We used to whine and complain to the high heavens when traffic on a highway would slow to a crawl -- or, worse, a parking lot.

Then my mom and I were the ones in the wreck (funny thing, the newly redesigned, "safest" ford explorer did somersaults down the road just like its predecessors), and a major interstate was shut down for 2-3 hours while they tried to figure out how to get my mom out of the mass of mangled metal.

We still don't *like* having to crawl along an interstate or get stuck in a 'parking lot' -- but we can't find it in us to complain knowing what one or more families is experiencing at that moment and what the next few weeks likely have in store for them. Instead, we say a few prayers for everyone involved, try our best to be patient and enjoy the time that we have -- together -- even if it is in a highway parking lot.
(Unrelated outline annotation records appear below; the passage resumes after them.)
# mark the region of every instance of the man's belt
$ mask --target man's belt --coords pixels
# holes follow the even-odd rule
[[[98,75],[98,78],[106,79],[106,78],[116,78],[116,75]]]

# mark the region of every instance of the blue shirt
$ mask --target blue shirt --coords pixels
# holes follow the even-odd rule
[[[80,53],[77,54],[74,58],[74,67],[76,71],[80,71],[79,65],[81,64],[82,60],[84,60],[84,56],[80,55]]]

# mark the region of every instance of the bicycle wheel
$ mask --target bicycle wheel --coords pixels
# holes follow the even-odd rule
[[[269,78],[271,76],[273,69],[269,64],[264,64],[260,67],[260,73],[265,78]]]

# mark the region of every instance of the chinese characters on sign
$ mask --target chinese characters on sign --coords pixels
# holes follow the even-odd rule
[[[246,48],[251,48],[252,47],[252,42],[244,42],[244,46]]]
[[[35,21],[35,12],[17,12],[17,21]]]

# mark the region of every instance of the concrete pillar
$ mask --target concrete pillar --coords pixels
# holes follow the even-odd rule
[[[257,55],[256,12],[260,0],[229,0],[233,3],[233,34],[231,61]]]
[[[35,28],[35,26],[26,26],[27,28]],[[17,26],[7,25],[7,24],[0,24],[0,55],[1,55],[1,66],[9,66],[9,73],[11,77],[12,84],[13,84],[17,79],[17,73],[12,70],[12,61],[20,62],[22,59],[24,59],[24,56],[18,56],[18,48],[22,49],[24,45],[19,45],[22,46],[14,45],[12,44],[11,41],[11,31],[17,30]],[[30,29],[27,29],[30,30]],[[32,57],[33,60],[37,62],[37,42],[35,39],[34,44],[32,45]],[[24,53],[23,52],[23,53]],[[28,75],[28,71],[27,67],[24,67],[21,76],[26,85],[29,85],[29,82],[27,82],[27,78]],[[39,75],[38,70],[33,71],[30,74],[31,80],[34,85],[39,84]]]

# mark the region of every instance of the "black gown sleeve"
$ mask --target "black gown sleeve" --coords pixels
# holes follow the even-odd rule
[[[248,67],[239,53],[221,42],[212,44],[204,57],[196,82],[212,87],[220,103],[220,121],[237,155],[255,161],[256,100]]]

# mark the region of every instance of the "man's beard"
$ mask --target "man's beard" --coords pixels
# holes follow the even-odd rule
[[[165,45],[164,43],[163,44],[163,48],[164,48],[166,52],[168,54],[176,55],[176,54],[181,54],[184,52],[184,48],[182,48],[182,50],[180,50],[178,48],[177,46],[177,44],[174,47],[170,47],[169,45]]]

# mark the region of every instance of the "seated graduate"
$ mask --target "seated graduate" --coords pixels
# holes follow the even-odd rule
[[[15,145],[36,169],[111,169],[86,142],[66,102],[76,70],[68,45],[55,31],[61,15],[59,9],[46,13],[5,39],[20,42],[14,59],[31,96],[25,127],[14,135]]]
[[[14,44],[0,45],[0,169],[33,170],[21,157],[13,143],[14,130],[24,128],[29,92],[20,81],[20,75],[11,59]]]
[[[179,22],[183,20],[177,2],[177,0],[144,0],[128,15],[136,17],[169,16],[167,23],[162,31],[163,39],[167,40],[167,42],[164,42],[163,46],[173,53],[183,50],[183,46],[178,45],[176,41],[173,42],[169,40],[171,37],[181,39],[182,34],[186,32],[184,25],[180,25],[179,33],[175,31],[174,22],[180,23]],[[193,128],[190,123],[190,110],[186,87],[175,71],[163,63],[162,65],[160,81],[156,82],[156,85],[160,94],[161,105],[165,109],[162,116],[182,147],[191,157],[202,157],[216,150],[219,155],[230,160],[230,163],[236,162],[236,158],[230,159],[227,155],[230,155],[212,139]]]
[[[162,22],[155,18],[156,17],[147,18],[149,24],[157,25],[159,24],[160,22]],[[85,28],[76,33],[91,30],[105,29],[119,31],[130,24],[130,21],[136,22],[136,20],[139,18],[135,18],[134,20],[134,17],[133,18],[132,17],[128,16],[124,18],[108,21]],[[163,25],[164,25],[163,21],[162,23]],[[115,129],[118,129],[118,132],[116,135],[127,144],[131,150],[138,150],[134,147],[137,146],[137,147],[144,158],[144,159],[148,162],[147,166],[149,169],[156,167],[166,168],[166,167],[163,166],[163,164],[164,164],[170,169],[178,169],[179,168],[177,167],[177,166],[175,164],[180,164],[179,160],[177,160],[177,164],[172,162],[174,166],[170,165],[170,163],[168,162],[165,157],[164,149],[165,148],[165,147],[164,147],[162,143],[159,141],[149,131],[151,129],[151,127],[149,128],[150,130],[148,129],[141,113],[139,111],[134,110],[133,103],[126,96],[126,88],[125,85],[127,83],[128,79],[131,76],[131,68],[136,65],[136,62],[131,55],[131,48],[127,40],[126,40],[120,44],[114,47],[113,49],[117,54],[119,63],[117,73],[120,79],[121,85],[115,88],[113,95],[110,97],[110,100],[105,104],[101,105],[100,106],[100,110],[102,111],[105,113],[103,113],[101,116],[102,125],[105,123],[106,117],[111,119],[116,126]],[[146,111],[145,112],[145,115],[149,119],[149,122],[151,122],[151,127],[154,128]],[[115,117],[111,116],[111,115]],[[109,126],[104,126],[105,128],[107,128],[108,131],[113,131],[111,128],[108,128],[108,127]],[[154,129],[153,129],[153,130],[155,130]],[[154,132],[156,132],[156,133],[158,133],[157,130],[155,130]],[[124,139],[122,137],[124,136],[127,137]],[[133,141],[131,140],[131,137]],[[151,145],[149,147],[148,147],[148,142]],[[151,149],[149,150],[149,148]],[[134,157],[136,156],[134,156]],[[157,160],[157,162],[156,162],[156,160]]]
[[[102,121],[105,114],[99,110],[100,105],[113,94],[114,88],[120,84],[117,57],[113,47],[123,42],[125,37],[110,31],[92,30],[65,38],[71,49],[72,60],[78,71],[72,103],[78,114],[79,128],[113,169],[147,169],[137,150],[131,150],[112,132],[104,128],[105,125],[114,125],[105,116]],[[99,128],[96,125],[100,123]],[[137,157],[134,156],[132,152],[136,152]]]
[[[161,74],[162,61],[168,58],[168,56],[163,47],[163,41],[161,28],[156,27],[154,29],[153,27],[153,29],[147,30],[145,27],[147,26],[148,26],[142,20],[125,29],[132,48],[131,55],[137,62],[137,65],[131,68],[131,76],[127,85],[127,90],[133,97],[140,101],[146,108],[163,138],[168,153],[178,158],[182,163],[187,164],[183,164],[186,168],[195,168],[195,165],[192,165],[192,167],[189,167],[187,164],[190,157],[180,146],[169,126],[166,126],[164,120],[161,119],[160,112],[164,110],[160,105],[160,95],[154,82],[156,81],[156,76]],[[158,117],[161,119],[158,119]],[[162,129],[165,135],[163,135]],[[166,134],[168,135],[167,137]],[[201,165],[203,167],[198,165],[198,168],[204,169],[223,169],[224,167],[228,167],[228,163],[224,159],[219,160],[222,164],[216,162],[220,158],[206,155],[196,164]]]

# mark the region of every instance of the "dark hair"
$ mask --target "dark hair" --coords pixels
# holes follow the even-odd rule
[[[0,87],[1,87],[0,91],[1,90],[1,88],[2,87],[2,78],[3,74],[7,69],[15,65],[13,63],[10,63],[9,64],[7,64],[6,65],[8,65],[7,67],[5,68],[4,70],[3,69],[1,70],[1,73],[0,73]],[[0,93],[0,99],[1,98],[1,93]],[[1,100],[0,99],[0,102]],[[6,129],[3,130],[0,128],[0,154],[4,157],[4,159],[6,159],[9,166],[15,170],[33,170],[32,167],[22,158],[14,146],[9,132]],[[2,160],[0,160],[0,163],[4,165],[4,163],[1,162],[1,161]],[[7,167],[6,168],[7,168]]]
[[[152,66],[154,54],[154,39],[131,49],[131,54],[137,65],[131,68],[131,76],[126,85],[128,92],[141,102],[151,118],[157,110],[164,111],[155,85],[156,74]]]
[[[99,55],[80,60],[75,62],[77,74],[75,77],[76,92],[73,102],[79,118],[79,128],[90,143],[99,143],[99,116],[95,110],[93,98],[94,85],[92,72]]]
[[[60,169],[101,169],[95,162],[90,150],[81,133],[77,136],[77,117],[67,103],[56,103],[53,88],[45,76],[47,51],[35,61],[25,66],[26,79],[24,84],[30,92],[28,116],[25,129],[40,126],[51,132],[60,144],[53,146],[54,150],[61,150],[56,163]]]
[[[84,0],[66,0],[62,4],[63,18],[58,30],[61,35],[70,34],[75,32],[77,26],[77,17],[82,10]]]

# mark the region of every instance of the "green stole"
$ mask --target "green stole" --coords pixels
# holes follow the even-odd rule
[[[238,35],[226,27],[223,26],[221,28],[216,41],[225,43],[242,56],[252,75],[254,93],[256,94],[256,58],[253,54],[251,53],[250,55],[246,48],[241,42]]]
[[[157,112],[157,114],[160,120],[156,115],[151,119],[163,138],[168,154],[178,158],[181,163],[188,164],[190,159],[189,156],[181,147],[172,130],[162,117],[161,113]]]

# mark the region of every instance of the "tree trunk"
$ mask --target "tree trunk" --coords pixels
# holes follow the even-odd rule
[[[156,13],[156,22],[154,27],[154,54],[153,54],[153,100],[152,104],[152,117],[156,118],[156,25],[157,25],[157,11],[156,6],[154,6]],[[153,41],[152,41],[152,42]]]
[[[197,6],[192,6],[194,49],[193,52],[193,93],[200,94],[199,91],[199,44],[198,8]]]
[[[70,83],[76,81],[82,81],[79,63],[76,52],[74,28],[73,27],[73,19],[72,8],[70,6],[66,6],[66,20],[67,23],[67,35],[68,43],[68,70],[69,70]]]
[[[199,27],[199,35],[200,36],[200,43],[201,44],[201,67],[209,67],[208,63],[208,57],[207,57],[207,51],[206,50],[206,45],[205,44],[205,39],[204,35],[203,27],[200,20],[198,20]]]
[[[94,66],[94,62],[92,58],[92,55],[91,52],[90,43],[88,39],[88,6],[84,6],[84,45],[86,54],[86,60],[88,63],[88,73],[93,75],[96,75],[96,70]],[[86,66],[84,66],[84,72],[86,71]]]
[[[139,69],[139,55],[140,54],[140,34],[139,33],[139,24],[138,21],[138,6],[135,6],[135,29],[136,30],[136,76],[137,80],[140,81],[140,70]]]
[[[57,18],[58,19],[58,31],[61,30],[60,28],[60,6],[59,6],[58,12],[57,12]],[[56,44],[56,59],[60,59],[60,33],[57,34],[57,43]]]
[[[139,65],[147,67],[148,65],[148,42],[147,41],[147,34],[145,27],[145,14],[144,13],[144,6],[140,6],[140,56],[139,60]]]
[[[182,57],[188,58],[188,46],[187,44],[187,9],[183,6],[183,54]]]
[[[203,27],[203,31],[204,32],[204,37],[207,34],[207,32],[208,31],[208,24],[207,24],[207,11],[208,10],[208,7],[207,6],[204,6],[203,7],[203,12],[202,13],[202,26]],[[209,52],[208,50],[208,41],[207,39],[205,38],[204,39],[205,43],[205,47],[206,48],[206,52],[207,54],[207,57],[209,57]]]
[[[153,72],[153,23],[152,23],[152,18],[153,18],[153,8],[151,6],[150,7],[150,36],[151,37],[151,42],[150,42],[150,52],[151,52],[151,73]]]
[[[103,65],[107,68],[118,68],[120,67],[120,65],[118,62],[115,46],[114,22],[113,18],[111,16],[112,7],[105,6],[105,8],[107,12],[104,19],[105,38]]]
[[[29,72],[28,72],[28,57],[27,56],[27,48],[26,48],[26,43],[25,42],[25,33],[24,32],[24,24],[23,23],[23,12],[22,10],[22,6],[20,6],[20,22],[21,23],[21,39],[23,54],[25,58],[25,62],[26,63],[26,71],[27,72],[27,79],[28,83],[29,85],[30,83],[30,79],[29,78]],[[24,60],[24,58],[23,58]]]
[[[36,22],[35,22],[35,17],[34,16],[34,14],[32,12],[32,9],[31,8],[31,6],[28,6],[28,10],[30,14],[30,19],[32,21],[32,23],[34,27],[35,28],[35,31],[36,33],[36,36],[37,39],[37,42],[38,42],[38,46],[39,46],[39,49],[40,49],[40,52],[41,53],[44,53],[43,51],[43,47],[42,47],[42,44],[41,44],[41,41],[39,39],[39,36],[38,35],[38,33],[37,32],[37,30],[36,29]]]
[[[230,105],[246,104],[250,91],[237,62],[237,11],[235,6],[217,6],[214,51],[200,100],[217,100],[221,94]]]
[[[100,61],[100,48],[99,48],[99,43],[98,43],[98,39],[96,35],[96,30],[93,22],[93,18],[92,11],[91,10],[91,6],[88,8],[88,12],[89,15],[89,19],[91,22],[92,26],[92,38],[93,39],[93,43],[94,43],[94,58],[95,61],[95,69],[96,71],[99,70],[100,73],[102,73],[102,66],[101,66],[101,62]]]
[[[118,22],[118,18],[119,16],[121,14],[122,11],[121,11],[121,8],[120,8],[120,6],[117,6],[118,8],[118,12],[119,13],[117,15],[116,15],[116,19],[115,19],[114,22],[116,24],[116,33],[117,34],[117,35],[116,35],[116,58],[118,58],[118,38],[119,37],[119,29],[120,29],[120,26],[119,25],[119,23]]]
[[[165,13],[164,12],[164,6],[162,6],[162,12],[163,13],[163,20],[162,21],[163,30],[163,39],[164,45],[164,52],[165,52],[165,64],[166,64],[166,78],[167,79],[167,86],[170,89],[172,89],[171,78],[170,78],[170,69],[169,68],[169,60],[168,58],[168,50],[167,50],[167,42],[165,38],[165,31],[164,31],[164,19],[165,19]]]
(granted, it doesn't make life much easier for those of you who have to deal with the impatience and entitlement day in and day out -- but still, there is a part of me that is jealous of them for not being able to comprehend the gravity of what someone else is facing)

Anonymous said...

We recently spent 7 days without power, the entire county. And not one person complained. Every business sign in the county had praise for the PUD workers. Almost everyone was polite in huge gas lines at the one open station. And I just can't help but think it had to do with the PUD guy who almost died the night of the storm. (no Hippa worries-primetime news) As the storm started, he was 40 feet up in a bucket when a sudden gust caught them off guard and he was flung like a tiddley-wink. Every road out of the county was blocked and it took a crew of about 10 men to chainsaw and bulldoze their way out to the Real Hospital in Big City. The news reported he had died (wrong as usual). He is doing well, now home. No one had the guts to bitch after the local boy with kids and sweet wife almost died so they could have a warm shower.

emergencyem said...

Great post, you have a way with words MG.

EDNurseasauras said...

Perspective. Get some y'all!

GuitarGirlRN said...

Admitted but without bed Patient: "I need to talk to my doctor! How long does that take?!"

Me: "Sir, I told you, your doctor is involved in a code upstairs and will be down as soon as he can."

ABWBP: "What the hell is that?"

Me: "When someone is dying and the doctors are trying to restart their heart."

ABWBP: "Can't someone take over from him so he can come talk to me about getting my Lipitor?"